Ever wondered why riders in the European road cycling circuit took performance enhancing drugs? Tyler Hamilton’s book “The Secret Race”, released in 2012, gives a gripping account of the heyday of EPO on the circuit and was the book that ultimately shattered the myth that Lance Armstrong was clean.
Written by Daniel Coyle, the book outlines Hamilton’s career progression from when he joined the circuit in the early 90s, to his first doping experiences in 1997 alongside Lance Armstrong at Team Postal, and eventually his positive test result for doping.
The story covers the myriad of deception to evade the testers. However its real power is the personal toll it takes on Hamilton lying to everyone for so long that he began to buy into the lies. It covers the sacrifices that cycling at the highest levels took, including the break down of his marriage.

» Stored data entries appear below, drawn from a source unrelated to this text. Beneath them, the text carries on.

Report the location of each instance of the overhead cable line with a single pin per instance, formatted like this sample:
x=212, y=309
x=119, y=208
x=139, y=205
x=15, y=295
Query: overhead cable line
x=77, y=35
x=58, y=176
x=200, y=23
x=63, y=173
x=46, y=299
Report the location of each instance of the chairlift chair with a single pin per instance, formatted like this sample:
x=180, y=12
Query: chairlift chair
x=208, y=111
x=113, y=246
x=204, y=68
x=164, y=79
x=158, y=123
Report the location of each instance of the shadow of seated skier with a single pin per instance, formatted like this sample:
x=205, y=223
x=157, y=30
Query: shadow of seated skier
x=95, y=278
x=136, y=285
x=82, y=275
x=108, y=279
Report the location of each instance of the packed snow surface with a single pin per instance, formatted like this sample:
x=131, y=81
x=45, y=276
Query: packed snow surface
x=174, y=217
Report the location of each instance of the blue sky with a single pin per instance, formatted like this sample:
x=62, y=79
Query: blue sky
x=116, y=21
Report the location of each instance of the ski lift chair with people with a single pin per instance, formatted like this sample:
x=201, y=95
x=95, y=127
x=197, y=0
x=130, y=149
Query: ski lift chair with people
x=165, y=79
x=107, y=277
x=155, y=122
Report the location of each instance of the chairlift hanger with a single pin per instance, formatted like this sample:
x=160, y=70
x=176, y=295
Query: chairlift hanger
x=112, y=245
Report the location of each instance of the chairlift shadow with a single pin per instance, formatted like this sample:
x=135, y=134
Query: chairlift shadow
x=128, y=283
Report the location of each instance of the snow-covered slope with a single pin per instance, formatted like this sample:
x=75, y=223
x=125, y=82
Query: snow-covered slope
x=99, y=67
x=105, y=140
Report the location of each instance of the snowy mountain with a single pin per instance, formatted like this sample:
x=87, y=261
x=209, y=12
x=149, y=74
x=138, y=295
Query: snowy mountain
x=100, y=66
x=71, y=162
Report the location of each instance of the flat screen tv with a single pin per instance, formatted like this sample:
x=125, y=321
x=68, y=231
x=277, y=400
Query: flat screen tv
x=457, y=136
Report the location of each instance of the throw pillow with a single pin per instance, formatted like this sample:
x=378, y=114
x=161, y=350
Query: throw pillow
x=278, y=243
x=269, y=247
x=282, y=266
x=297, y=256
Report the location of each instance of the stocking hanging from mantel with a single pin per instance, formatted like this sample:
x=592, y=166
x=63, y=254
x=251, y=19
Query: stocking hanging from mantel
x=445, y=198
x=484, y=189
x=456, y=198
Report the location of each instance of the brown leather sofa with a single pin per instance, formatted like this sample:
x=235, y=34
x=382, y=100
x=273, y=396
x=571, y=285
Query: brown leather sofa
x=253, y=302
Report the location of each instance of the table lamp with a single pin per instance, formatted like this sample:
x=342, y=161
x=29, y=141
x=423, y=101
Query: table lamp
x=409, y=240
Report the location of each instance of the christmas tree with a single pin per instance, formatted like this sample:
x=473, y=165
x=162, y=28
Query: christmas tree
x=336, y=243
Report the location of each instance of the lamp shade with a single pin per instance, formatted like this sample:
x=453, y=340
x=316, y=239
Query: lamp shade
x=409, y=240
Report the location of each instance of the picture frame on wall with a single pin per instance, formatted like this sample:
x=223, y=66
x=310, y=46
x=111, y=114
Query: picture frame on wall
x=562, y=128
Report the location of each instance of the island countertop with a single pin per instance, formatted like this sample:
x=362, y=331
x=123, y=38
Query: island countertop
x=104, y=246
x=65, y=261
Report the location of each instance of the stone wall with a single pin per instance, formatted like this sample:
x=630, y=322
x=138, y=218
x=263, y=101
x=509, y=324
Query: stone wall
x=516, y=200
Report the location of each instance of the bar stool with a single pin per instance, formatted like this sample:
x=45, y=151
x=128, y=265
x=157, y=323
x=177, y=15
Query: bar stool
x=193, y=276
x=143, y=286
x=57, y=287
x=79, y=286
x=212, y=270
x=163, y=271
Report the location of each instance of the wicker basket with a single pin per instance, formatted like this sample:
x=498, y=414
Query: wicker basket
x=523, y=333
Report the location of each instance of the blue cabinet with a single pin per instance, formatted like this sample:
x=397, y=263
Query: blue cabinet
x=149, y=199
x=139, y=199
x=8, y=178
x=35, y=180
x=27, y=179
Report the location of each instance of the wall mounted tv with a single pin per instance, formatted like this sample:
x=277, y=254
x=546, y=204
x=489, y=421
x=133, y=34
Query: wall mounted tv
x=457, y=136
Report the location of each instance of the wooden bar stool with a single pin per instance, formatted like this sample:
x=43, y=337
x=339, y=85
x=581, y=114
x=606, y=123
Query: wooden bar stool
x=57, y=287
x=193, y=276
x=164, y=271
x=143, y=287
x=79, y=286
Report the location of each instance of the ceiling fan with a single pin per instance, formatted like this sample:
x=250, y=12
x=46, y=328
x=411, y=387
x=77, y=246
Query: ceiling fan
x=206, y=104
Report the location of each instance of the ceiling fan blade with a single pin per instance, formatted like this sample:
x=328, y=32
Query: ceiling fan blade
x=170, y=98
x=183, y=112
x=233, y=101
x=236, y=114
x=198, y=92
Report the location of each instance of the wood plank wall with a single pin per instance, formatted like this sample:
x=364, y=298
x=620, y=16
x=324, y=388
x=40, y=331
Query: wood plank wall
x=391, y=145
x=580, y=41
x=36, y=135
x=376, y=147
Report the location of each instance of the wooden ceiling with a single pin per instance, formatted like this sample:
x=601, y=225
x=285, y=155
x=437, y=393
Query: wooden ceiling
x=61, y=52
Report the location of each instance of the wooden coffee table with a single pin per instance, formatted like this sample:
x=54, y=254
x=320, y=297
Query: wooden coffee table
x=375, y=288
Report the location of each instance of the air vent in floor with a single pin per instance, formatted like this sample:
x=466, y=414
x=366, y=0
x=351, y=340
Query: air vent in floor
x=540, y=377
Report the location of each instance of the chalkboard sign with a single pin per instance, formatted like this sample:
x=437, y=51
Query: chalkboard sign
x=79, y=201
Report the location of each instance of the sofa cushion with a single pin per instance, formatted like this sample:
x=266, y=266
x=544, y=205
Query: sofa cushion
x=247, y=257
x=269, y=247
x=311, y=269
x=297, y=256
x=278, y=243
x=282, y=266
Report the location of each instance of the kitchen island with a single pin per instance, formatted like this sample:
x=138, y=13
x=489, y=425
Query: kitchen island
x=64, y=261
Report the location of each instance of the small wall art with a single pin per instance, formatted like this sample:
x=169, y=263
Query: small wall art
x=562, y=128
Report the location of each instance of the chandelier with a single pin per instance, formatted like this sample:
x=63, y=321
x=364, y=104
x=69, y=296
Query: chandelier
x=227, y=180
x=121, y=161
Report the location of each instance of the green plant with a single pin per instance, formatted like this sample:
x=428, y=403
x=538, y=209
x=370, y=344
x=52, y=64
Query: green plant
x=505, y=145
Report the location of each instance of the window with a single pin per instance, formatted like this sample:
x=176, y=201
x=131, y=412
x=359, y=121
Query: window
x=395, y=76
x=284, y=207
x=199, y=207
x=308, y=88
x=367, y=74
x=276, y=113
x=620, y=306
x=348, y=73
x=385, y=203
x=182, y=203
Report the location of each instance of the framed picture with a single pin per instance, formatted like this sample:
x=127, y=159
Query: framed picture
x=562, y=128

In the book Hamilton says, “It just feels so good to be able to talk about this, finally.” Finally Hamilton was released from the burden of silence.

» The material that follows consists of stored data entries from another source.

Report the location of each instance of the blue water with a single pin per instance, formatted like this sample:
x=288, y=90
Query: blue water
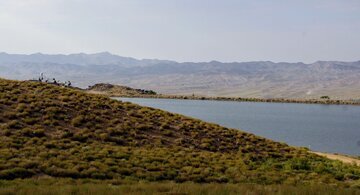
x=325, y=128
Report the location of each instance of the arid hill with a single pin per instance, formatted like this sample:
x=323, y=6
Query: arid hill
x=53, y=131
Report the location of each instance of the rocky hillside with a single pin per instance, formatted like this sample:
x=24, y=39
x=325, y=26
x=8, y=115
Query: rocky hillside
x=118, y=90
x=53, y=131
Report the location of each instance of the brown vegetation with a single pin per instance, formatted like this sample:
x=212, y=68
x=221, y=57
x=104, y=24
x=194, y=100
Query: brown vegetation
x=47, y=130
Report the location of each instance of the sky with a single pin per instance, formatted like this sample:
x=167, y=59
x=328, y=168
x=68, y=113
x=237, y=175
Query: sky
x=185, y=30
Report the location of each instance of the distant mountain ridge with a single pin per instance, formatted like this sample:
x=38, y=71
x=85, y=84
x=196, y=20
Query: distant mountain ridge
x=262, y=79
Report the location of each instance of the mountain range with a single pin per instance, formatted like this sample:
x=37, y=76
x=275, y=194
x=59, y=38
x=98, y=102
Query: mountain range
x=260, y=79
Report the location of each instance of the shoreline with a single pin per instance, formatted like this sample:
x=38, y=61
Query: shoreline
x=239, y=99
x=341, y=157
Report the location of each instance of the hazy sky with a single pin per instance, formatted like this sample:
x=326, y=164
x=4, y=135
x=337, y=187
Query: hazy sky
x=185, y=30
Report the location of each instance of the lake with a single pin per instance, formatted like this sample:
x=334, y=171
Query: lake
x=325, y=128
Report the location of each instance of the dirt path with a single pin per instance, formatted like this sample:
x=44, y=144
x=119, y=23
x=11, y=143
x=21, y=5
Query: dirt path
x=339, y=157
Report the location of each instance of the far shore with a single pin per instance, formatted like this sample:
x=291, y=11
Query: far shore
x=340, y=157
x=240, y=99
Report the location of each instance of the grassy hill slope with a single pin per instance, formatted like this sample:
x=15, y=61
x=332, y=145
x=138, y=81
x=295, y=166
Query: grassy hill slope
x=46, y=130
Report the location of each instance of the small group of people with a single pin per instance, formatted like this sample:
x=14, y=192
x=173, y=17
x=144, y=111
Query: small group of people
x=54, y=81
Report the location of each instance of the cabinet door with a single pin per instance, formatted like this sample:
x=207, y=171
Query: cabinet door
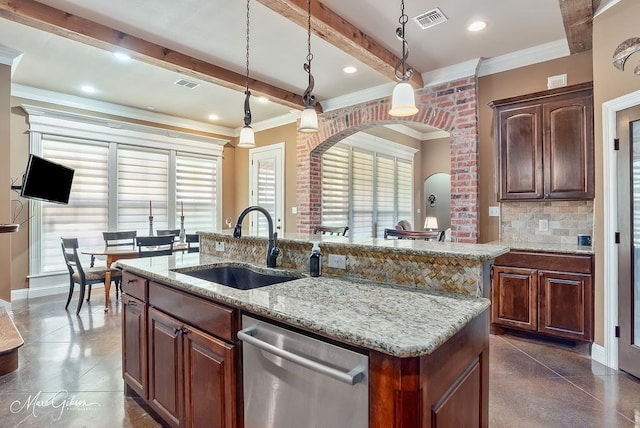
x=514, y=297
x=134, y=344
x=568, y=148
x=210, y=384
x=165, y=366
x=519, y=131
x=566, y=305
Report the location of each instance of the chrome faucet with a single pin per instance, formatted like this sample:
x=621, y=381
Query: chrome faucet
x=273, y=250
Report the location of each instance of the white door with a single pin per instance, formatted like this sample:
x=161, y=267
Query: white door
x=266, y=187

The book gives a great insight into the mind of a competitive cyclist, and the lengths that one will go to be at the top of the sport. Hamilton’s tactics included having disposable prepaid mobile phones to talk to doctors like Dr Ferarri who was convicted for his part in aiding the doping of cyclists, through to the special codes and convoluted methods of storing and procuring the enhancing substances. It also outlines why it would have been impossible during this time to win the Tour De France without doping.
Outside’s Christopher Keys did a full review at the time of release.
I would highly recommend reading this book. If you live in Auckland it is available from the library. Otherwise it can be purchased from leading outlets.